Le Burkina Faso ne transige plus sur ses principes de partenariat. Recevant les lettres de créance et les civilités du nouveau diplomate britannique, Angus McKee, le Premier ministre burkinabè a d’emblée clarifié la position de Ouagadougou. Si le pays reste ouvert au monde, il refuse désormais toute relation de tutelle.
« Je peux vous rassurer que nous ne sommes pas dans une logique de repli, mais dans une dynamique de diversification de nos partenaires, en toute souveraineté », a martelé Rimtalba Jean Emmanuel Ouédraogo. Le Chef du Gouvernement a été on ne peut plus explicite : « Toute coopération qui porte un caractère de domination sera dénoncée et rompue ».
Un partenariat « pragmatique » et « endogène»
Le message semble avoir été reçu par le diplomate britannique, bien que non-résident. Angus McKee a souligné être venu pour identifier des pistes de collaboration concrètes, notamment dans les secteurs de la santé et de l’enseignement. Il a exprimé sa sensibilité à la « clarté » du discours burkinabè, affirmant la volonté de Londres de bâtir un partenariat « gagnant-gagnant ».
De son côté, le Premier ministre a rappelé que tout appui extérieur doit désormais s’aligner sur les priorités stratégiques définies par les autorités de la Transition, à savoir la résilience, la sécurité et le développement endogène.

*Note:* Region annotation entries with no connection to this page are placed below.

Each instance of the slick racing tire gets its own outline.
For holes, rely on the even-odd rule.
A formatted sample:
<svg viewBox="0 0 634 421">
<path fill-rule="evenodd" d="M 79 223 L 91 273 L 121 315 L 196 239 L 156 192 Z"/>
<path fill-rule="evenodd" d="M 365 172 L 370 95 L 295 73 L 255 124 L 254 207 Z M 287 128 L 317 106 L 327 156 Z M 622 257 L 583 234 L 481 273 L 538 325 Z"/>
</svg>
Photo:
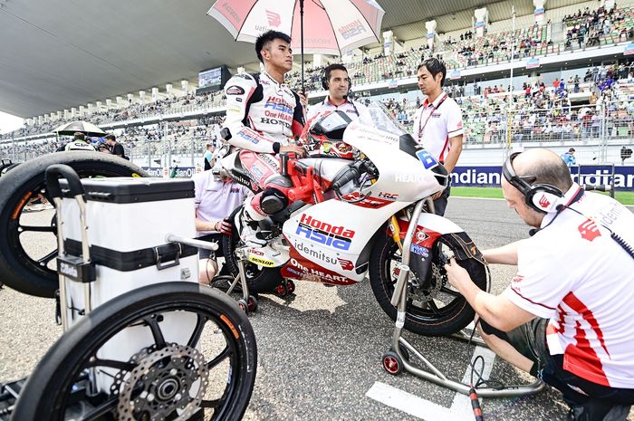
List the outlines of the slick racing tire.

La fin des « chasses gardées »
Cette audience intervient dans un contexte de reconfiguration géopolitique majeure au Sahel, où le Burkina Faso multiplie les signaux de rupture avec les schémas diplomatiques classiques. En saluant la disposition du Royaume-Uni à consolider ses liens, Ouagadougou confirme sa stratégie de diversification de ses alliés, à condition que ces derniers respectent les aspirations profondes du peuple burkinabè.
Cette première prise de contact marque ainsi le début d’une nouvelle ère dans les relations bilatérales entre Ouagadougou et Londres, placée sous le signe de l’efficacité de l’action et, surtout, du respect mutuel.
Le nouveau message est clair, net et sans ambiguïté. La confédération de l’AES est ouverte à tous les partenariats respectueux de sa souveraineté et d’un désir de partage équitable.
Les décisions prises ailleurs où des injonctions venues d’autres cieux n’ont plus droit de cité dans cette nouvelle Afrique fière et décomplexée.